Don Lorenzo Milani, “era stato mandato qui, a Barbiana, in questo borgo tra i boschi del Mugello -con la chiesa, la canonica e poche case intorno- perché i suoi canoni, nella loro radicalità, spiazzavano l’inerzia. La sua fede esigente e rocciosa, il suo parlare poco curiale, i suoi modi, a volte impetuosi, lontani da quelli consueti, destavano apprensione in qualche autorità ecclesiastica. In tempi lontani dalla globalizzazione e da internet, da qui, da Barbiana -allora senza luce elettrica e senza strade asfaltate -il messaggio di don Milani si è propagato con forza fino a raggiungere ogni angolo d’Italia; e non soltanto dell’Italia”, ha affermato il Presidente della Repubblica.
Per Mattarella, “il merito non è l’amplificazione del vantaggio di chi già parte favorito. Merito è dare nuove opportunità a chi non ne ha, perché è giusto e per non far perdere all’Italia talenti preziosi se trovano la possibilità di esprimersi, come a tutti deve essere garantito”.
“La scuola di Barbiana durava tutto il giorno.

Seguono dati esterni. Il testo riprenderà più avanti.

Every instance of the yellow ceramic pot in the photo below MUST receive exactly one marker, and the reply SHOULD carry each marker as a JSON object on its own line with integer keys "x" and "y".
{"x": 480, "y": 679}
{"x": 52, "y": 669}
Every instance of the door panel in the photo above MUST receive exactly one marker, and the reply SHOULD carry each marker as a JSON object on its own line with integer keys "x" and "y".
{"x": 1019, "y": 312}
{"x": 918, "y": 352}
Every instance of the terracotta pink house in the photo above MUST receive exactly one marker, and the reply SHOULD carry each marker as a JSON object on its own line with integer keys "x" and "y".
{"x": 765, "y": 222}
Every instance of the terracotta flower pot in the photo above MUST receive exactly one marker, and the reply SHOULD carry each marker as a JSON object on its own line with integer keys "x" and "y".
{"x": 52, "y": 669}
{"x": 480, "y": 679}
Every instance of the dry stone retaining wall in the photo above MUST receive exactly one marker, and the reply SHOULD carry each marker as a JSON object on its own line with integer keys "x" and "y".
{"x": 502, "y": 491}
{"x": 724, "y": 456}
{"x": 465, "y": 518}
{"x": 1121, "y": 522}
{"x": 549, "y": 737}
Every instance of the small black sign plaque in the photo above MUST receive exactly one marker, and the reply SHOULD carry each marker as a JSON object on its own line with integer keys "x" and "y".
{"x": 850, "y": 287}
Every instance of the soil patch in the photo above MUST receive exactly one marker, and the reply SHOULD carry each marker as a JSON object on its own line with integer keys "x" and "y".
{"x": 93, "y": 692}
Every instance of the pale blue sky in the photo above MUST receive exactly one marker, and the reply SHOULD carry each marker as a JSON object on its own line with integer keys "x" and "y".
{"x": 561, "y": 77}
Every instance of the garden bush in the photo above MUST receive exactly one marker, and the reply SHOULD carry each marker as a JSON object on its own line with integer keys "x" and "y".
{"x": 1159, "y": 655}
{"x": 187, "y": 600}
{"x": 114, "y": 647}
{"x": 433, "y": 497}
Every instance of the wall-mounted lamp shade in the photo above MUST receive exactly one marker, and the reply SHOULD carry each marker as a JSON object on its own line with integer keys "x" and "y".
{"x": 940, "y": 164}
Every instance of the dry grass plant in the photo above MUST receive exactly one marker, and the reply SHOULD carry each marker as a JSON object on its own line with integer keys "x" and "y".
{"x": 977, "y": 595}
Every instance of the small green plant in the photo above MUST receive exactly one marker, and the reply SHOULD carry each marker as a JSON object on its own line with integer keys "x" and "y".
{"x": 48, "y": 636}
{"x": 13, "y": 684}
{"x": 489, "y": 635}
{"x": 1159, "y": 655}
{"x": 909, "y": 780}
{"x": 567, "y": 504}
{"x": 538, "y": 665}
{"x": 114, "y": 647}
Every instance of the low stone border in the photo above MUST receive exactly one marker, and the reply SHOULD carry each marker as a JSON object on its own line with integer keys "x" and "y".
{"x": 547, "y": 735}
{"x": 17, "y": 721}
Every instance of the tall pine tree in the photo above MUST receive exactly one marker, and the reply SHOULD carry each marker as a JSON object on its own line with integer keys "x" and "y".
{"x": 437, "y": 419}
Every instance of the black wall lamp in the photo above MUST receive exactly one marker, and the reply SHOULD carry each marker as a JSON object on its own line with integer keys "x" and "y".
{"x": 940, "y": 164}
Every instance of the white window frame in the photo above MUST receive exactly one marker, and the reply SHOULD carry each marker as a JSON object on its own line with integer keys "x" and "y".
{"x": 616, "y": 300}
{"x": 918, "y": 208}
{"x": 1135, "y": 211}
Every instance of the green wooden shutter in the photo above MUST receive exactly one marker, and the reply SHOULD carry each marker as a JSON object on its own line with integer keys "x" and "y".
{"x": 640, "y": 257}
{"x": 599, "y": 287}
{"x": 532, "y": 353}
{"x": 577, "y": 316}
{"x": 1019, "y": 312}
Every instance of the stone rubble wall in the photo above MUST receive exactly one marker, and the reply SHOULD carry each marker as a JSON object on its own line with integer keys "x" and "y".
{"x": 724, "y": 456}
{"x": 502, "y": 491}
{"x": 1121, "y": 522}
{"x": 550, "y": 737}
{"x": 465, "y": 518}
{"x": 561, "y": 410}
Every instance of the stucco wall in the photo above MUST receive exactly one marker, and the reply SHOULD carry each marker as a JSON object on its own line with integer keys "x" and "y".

Cercava di infondere la voglia di imparare, la disponibilità a lavorare insieme agli altri. Cercava di instaurare l’abitudine a osservare le cose del mondo con spirito critico. Senza sottrarsi mai al confronto, senza pretendere di mettere a tacere qualcuno, tanto meno un libro o la sua presentazione”, ha poi aggiunto.
Nelle parole di don Milani “non c’era integralismo, piuttosto radicalità evangelica. Sapeva di avere in mano un testimone. Un testimone che doveva passare di mano, a cui poi i suoi ragazzi ‘aggiungessero’ qualcosa. Un grande italiano che, con la sua lezione, ha invitato all’esercizio di una responsabilità attiva”, ha detto ancora Mattarella, aggiungendo: “Il suo ‘I care’ è divenuto un motto universale. Il motto di chi rifiuta l’egoismo e l’indifferenza. A quella espressione se ne accompagnava un’altra, meno conosciuta. Diceva: ‘Finché c’è fatica, c’è speranza’. La società, senza la fatica dell’impegno, non migliora. Impegno accompagnato dalla fiducia che illumina il cammino di chi vuole davvero costruire. E don Lorenzo ha percorso un vero cammino di costruzione”.

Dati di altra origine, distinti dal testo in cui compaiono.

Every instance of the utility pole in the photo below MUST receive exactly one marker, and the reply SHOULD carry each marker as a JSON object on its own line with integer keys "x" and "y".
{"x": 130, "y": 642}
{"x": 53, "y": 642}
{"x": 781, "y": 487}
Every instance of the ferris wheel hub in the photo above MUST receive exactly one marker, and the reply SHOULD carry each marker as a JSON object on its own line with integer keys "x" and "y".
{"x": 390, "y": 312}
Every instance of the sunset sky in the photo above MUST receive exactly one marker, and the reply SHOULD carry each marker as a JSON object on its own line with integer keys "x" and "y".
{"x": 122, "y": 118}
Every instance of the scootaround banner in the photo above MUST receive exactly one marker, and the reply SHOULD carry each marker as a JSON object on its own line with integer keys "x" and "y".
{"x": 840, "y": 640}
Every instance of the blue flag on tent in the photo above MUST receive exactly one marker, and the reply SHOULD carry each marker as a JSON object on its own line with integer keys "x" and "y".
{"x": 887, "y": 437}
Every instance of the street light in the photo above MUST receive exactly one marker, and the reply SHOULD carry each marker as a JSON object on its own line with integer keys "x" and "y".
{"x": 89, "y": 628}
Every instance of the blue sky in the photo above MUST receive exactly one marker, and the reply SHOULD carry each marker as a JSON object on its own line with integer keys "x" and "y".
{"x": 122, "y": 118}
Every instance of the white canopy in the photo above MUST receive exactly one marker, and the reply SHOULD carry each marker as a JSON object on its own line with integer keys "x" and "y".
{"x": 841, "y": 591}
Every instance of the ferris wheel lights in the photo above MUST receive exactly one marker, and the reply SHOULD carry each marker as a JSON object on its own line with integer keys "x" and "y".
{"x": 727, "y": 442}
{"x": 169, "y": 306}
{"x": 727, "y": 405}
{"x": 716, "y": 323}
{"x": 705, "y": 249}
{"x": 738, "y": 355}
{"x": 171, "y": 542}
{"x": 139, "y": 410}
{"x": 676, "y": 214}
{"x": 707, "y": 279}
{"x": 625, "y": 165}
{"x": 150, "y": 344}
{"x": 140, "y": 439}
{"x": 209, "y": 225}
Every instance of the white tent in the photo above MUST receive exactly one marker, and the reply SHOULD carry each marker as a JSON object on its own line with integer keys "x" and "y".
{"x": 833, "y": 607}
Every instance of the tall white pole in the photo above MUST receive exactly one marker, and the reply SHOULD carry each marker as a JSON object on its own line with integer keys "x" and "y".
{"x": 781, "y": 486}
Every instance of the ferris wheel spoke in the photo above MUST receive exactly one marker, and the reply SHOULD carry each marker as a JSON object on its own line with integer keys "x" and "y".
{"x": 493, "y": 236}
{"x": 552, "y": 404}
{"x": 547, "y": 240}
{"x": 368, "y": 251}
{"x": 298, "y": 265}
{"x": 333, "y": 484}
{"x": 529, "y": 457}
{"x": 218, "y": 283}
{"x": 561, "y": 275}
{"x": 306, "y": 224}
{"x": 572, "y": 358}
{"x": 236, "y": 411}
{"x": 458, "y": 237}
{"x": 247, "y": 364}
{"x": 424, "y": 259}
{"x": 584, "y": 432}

“Aveva un senso fortissimo della politica don Lorenzo Milani. Se il Vangelo era il fuoco che lo spingeva ad amare, la Costituzione era il suo vangelo laico. ‘Ho imparato che il problema degli altri è eguale al mio. Sortirne insieme è la politica. Sortirne da soli è l’avarizia’. Difficile trovare parole più efficaci”, sottolinea Mattarella.
“Difficile – ha proseguito il Capo dello Stato – non riscontrare lo stretto legame del suo insegnamento con la fede che professava: prima di ogni altra cosa, il rispetto e la dignità di ogni persona. Qui si intrecciano il don Milani prete, l’educatore, l’esortatore all’impegno. L’impegno –educativo, e di crescita- richiede sempre, per essere autentico, coerenza. Spesso sacrificio. Al pari di tanti curati di montagna che hanno badato alle comunità loro affidate, Don Milani non si è sottratto. Era giovane. Chiedeva ai suoi ragazzi di non farsi vincere dalla tentazione della rinuncia, dell’indifferenza”.